North Carolina's Outer Banks also tend to loom in my dreams as an expanse of dooms lowering to the ocean. I have an entire genre of nightmares, each relying on my different position in this world for its particular plot twist. Sometimes I am on the top floor of a house and the ocean surrounds everything, almost peaceful if not for the implication of loneliness and devastation. Sometimes I am right where the shore meets the water when I realize I am facing a gigantic wall of water. Sometimes I am father away, trying to rescue something. Various people have told me the best way to handle the fear in such dreams would be to enter the water, but this has only happened once: in my one view of a benevolent ocean, I could breathe underwater and play with friends as the wave rushed overhead, and the feeling was half jacuzzi, half surfing.

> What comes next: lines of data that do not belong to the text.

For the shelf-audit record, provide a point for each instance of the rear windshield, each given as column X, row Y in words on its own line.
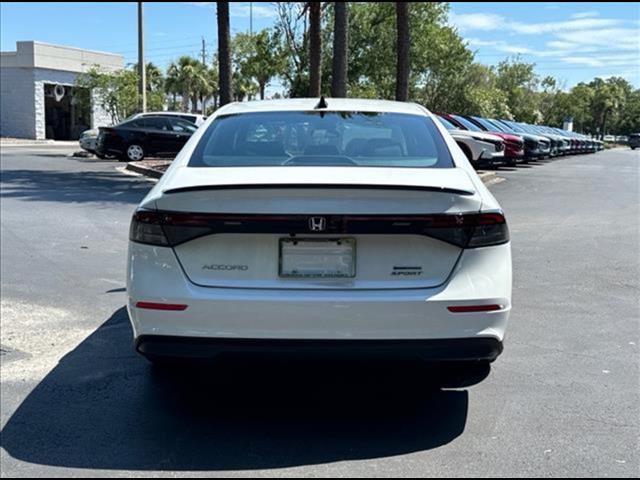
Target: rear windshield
column 467, row 123
column 322, row 139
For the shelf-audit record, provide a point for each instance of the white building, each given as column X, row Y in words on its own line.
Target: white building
column 37, row 98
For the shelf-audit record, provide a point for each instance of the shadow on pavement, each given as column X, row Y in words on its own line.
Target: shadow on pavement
column 104, row 407
column 72, row 186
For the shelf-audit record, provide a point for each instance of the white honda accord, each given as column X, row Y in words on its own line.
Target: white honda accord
column 342, row 225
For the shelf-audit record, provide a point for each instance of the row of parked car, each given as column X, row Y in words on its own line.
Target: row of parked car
column 488, row 141
column 142, row 135
column 485, row 141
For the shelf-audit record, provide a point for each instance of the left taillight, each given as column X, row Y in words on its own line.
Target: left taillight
column 146, row 227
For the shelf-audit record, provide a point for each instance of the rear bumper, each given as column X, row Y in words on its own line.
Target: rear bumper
column 441, row 350
column 482, row 276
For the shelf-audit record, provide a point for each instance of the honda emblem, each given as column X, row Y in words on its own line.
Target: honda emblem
column 317, row 224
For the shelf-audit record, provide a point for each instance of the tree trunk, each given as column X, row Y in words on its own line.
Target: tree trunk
column 603, row 124
column 402, row 48
column 315, row 50
column 224, row 53
column 185, row 101
column 340, row 50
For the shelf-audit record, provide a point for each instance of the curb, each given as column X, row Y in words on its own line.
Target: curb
column 487, row 177
column 142, row 170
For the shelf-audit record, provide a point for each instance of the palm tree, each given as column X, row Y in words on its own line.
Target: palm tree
column 340, row 50
column 315, row 49
column 402, row 47
column 188, row 78
column 224, row 53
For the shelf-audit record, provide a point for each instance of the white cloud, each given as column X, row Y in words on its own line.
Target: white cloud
column 589, row 14
column 580, row 41
column 259, row 11
column 554, row 27
column 500, row 46
column 201, row 4
column 476, row 21
column 237, row 9
column 611, row 38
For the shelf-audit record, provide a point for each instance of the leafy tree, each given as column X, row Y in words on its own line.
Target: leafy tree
column 517, row 79
column 117, row 92
column 315, row 49
column 224, row 53
column 259, row 57
column 189, row 77
column 340, row 50
column 403, row 44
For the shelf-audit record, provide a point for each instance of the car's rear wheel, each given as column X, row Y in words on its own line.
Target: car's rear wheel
column 133, row 153
column 462, row 374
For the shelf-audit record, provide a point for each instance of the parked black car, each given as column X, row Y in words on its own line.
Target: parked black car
column 135, row 139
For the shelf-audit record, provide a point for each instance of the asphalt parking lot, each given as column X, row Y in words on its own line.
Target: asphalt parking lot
column 562, row 400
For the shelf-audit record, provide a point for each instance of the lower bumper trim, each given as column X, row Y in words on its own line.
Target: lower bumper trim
column 455, row 349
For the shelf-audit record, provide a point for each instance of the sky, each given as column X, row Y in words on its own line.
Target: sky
column 573, row 42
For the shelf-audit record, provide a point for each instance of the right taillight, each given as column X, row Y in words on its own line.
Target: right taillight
column 469, row 230
column 146, row 227
column 490, row 229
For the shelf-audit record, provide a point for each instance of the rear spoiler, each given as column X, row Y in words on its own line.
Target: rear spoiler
column 324, row 186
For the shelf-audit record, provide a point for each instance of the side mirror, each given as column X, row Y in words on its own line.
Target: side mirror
column 486, row 155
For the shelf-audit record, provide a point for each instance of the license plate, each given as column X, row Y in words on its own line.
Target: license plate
column 317, row 258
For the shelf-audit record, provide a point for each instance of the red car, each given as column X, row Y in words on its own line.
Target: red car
column 514, row 145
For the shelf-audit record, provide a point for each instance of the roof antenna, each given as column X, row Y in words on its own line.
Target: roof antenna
column 321, row 104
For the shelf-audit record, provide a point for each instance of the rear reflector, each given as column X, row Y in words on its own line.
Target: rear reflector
column 469, row 230
column 474, row 308
column 161, row 306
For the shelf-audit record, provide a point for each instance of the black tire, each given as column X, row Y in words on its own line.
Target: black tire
column 133, row 153
column 462, row 374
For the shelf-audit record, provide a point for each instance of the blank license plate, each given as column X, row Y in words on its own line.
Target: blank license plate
column 317, row 258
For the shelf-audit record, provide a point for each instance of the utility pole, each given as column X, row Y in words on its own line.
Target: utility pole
column 142, row 85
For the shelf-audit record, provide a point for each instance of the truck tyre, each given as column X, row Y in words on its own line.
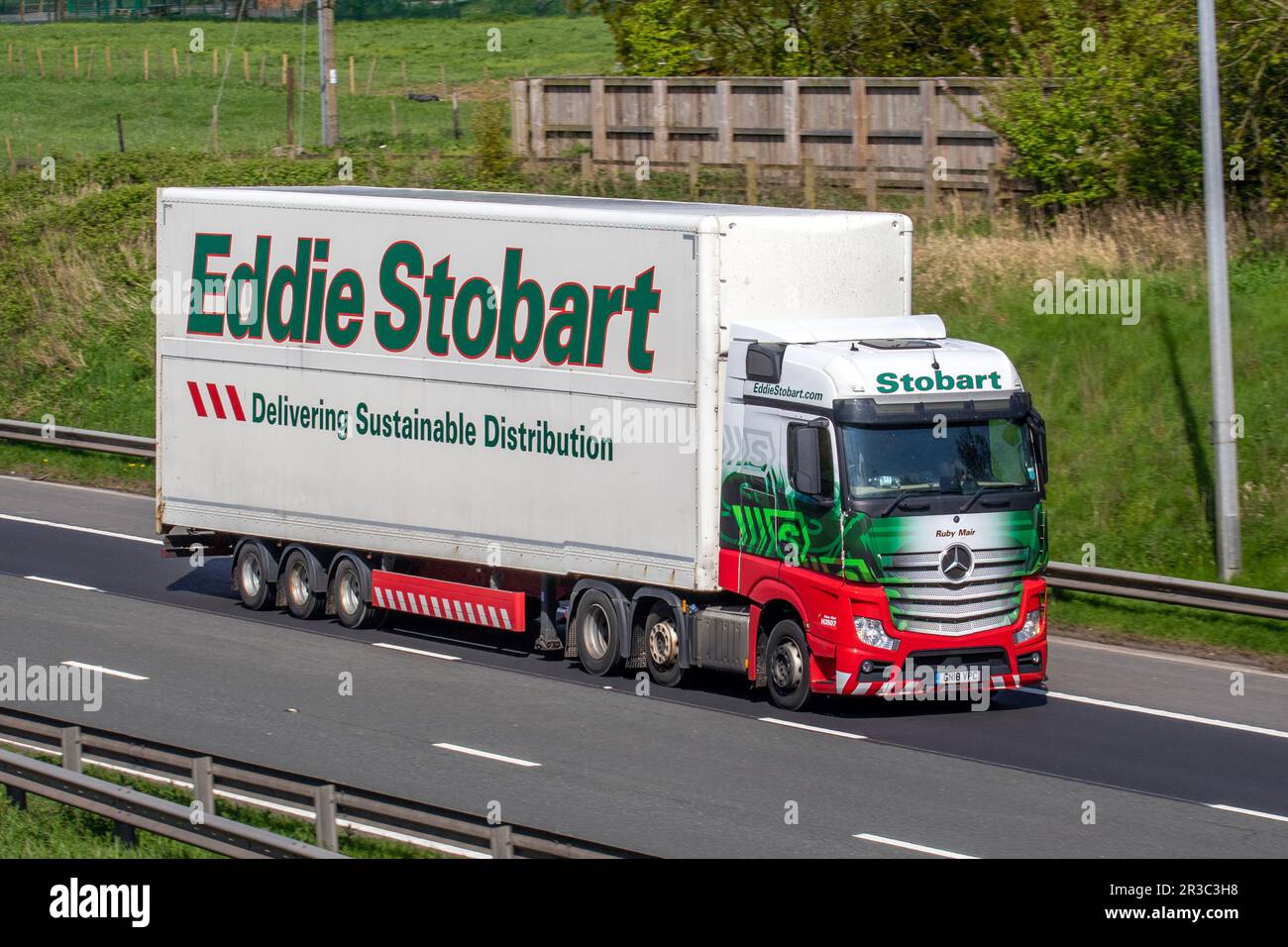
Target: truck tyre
column 351, row 607
column 597, row 634
column 249, row 578
column 301, row 599
column 662, row 644
column 787, row 659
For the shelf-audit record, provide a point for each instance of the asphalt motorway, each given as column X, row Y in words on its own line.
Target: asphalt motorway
column 1127, row 754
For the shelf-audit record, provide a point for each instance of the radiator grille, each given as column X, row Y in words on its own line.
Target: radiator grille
column 921, row 600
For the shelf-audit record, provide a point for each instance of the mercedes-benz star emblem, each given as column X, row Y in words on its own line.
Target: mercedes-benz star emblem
column 956, row 562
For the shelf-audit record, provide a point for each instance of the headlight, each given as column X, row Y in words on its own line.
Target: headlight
column 1031, row 626
column 872, row 633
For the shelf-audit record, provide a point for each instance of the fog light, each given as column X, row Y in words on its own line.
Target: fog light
column 1031, row 626
column 872, row 633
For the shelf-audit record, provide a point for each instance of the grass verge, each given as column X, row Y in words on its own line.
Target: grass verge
column 52, row 830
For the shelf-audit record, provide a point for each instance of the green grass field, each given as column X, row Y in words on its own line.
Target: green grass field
column 67, row 114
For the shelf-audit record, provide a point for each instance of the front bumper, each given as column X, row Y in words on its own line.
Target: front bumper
column 910, row 672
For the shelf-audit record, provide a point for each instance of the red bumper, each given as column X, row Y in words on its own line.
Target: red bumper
column 848, row 667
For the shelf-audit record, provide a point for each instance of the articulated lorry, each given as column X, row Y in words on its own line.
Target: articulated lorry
column 640, row 434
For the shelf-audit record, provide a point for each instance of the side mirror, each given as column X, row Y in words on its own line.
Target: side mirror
column 1038, row 427
column 805, row 459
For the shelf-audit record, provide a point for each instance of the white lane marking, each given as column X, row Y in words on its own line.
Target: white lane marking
column 812, row 729
column 413, row 651
column 1153, row 711
column 101, row 669
column 81, row 528
column 59, row 581
column 913, row 847
column 1248, row 812
column 485, row 755
column 1159, row 656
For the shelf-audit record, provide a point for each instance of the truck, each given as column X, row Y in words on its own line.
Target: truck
column 647, row 436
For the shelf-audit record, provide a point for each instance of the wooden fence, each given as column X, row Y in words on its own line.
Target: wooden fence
column 903, row 134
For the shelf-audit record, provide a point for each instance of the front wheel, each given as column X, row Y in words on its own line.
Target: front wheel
column 787, row 656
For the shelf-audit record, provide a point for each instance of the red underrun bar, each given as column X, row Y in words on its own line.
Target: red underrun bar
column 434, row 598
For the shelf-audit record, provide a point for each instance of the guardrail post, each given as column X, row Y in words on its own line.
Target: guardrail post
column 323, row 806
column 502, row 843
column 71, row 749
column 204, row 784
column 124, row 832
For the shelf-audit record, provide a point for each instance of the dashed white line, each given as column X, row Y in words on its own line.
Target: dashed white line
column 1248, row 812
column 913, row 847
column 59, row 581
column 485, row 755
column 811, row 729
column 82, row 528
column 413, row 651
column 1153, row 711
column 101, row 669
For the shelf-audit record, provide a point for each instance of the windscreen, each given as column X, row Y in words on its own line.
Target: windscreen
column 961, row 457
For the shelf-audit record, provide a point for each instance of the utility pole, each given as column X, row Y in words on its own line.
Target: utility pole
column 326, row 62
column 1229, row 557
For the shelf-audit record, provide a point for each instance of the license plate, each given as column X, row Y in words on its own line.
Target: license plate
column 957, row 676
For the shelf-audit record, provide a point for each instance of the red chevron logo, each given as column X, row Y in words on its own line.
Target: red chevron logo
column 217, row 403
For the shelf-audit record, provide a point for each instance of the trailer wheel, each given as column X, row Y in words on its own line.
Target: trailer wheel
column 351, row 607
column 249, row 577
column 597, row 634
column 787, row 656
column 301, row 599
column 662, row 643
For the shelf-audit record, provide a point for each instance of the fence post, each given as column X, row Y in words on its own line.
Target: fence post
column 537, row 116
column 323, row 806
column 288, row 81
column 519, row 116
column 204, row 784
column 597, row 121
column 724, row 121
column 793, row 120
column 661, row 123
column 928, row 141
column 71, row 749
column 502, row 841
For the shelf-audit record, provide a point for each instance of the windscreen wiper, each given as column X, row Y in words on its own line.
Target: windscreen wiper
column 977, row 495
column 903, row 495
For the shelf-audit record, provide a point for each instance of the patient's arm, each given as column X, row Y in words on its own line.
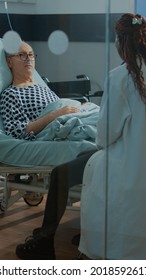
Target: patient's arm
column 39, row 124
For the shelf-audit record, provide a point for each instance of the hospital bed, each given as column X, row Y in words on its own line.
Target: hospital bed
column 32, row 158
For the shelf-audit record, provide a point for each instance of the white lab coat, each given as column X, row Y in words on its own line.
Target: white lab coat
column 113, row 201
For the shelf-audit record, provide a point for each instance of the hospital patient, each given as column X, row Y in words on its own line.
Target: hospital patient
column 23, row 101
column 21, row 104
column 113, row 202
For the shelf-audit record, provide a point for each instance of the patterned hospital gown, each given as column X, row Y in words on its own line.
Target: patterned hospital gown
column 19, row 106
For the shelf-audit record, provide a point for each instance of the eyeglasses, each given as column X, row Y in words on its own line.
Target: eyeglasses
column 24, row 56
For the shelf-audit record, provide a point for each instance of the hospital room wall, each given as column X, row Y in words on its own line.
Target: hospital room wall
column 81, row 57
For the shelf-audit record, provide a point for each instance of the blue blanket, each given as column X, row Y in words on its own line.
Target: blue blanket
column 33, row 153
column 73, row 127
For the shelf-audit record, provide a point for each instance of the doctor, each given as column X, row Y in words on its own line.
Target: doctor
column 113, row 204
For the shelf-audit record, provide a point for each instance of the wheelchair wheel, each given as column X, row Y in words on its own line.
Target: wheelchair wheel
column 33, row 198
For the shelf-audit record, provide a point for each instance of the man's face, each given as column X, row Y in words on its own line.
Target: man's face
column 22, row 63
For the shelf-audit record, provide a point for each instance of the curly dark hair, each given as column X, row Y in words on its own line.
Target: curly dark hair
column 131, row 33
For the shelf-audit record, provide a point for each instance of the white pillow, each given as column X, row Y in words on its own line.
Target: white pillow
column 6, row 75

I want a politics of optimism. I want not to be ruled by fear. How I get from these fairly raw emotions to particular policies is, of course, always chancy, and often my reactions are prior to any sort of reasoning whatsoever. Tell me we are caught in a great wave of history, and I will recoil. Tell me to shoot at something, and I will assume it has as much effect as shooting at a tsunami. Tell me to overcome my own anxieties and limitations, to leap in or rise up, and I am likely to sign on. But mostly I would love to see again a politics that accepts how surreal at root so much politics is.

Wednesday, September 01, 2010

On Being Boring

My previous post is very boring. Not only are lists boring, but within moments of posting this one I had echoing in my head the speech the Jack Black character makes about some list that combines standards with a few curves thrown in just to make you seem slightly original. Polythene Pam, you expose me.

I was born in Heidelberg in the immediate aftermath of the breakup of the Beatles (after Abbey Road and just before Let it Be). I was unaware of the extent of the tragedy of John Lennon's death, even after my pacifist elementary school teacher had us all study the lyrics to "Imagine." I liked the song just fine, but a ten-year old boy's interest tend toward (I can't honestly remember what... I think Blondie). I didn't listen to the Beatles until my buddy Chip brought over the White Album. I remember him with a big grin on his face mouthing "Bang bang, shoot shoot" on "Happiness is a Warm Gun." We were sitting in an odd part of my old house, a narrow sort of wing off of the living room which featured mostly bookshelves, my parents' record player, and a smallish bar. For months thereafter I listened to cassettes of Sgt Pepper and Rubber Soul and Revolver, and discovered to my delight that my parents (whose collection was otherwise disappointing) had a copy of Abbey Road.

Probably my peculiar sense of the passage of time, of decades and of eras, has as much to do with those months as with anything else. It turns out, according to Billboard, that the number one song of 1970 was "Raindrops Keep Falling on My Head."

A small coda: a little before I latched on to the small, sad youth culture of John Hughes movies, the Violent Femmes, and others unimpressed with Morning in America, and it may have been a matter of months, I was at a dance somewhere. "Hard Days Night" came on, and I danced, leaping up and down alone. It gave me a way to make it through to college, a little bubble to ride out adolescence. Thinking of it now, it's not the same as nostalgia. It was a tool, and that tool gave me a particular sense of history, one that skewed some things and clarified others. It was very interesting to me, yet now seems banal in the telling, a lot like my list.